I kept my questions simple because I wanted to get to the core of it: why do this? As Ali has said, PR is traditionally a “behind-the-camera” career, but in the social media age, a platform like Substack feels like a sanctuary for media pros to take center-stage and connect.
What drew you to Substack, and why now?
“I was an early adopter of Substack, back when it was simply a newsletter-sending app and not yet the ecosystem it’s become. I wrote a few entries for my first Substack in 2023 about using cannabis as a kind of modern ritual and tool for creativity. But I felt like I needed to widen the aperture and create a space that gave me more space to play. So I created Recovering Girlboss, a space to explore ambition, identity, beauty, and digital culture with a little more honesty and context.
After spending 15+ years shaping storytelling for media companies, tech startups, and beauty brands, I wanted a medium that allowed for more depth and nuance. Beauty, to me, has always been a mirror for culture: how we construct identity, how we perform selfhood, and how we express care. Substack gives me a place to write about those intersections — where discovery is guided by connection and curiosity, not (at least yet) by algorithmic noise.”
There’s something magical about Recovering Girlboss and other pubs like it. It speaks the Substack language while still capturing the personality of its author. As media and comms pros, we’re used to tailoring messages to fit each channel. But as social media gets noisier, Substack feels like a sanctuary.

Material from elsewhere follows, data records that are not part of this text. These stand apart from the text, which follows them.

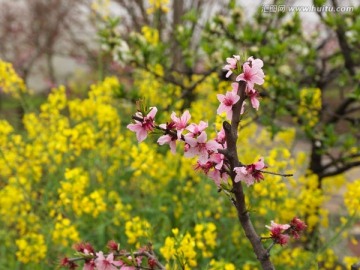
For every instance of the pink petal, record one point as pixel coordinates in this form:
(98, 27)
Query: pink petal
(152, 113)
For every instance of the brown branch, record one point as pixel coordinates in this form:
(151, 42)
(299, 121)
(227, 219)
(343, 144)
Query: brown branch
(231, 132)
(346, 167)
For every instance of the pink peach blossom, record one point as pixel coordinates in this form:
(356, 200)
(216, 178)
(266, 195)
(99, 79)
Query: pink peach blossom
(107, 263)
(142, 128)
(228, 101)
(252, 72)
(253, 95)
(180, 122)
(200, 147)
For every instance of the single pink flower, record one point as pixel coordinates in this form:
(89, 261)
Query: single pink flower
(252, 72)
(89, 265)
(195, 130)
(227, 101)
(107, 263)
(181, 123)
(232, 64)
(167, 139)
(297, 226)
(253, 95)
(200, 147)
(221, 137)
(277, 232)
(250, 173)
(142, 128)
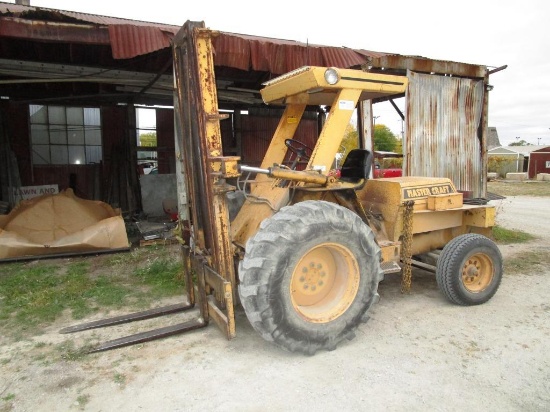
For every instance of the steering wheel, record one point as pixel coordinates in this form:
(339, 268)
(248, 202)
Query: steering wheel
(301, 150)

Behind the camera or not, PR has always been about relationships. How we maintain those relationships has changed (a great idea for another column). But in an age where curiosity now feels rare online, feeds are hyper-tailored, echo chambers cycle the same things repeatedly and the mystique of the algorithm reigns supreme, Substack can be a return to a vaguely familiar, long-form space where media pros can thrive with room for depth and fully thought-out ideas.
Which leads me to my next question…
What do you feel it offers you as a creator/media pro?

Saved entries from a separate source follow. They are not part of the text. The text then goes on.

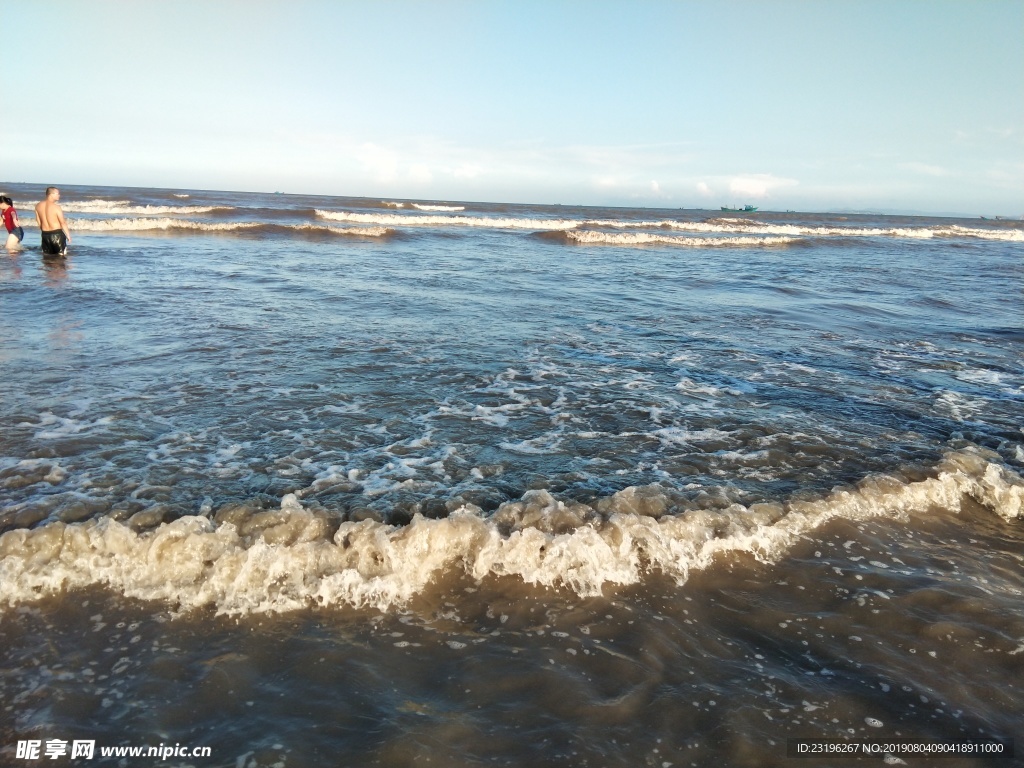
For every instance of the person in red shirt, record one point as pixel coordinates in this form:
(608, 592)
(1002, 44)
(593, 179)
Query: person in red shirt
(14, 231)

“It reminds me of the early days of blogging! Before social media shortened our attention spans and optimized every thought for engagement. Writing was my first love, and Substack makes space for that again. I’m drawn to how Substack offers a way to lead with ideas, to own your audience, and to use long-form writing as the creative foundation that everything else can ladder back to.”
I’m too young to have lived through the true blogging era, but I totally see the potential within slowing down and lingering on an idea. Analog has been kinda trendy lately, it’s refreshing to read and write something that follows a thought to its natural conclusion.
Unlike the blogging era, today’s internet runs on niches. I’ve got my comms circle and a digital playground built just for me. The platform’s always happy to keep the content coming.
Good for community? Absolutely. Good for our attention spans? Debatable. But it plays perfectly into the attention-scarce economy we’re all trying to outsmart.
What’s the value or purpose you hope to bring to your readers through it?
“Recovering Girlboss is my way of processing what it’s meant to spend my entire career inside the social media ecosystem, as both a participant and an observer. I’ve been online since the earliest days of brand social, and I’ve watched every shift in how we perform identity, seek validation, and measure worth. I’m interested in unpacking those paradoxes — what it means to be both the creator and the audience, the seller and the sold-to — and helping readers reclaim their attention so they can engage more consciously with the culture we’re all part of.”
And there you have it, folks. I wholeheartedly agree and LOVE when media pros get on Substack.
I forecast a hunger within the collective consumer for creative ideas. Not just snackable bites for social, but full-course cheffed-up conversations that build community and explore ideas deeply.
The language of Substack — its culture, tone and norms — feels incredibly timely. In an age of AI, short-form content, and convenience culture, a platform that values language, thought, and connection is only going to grow in demand.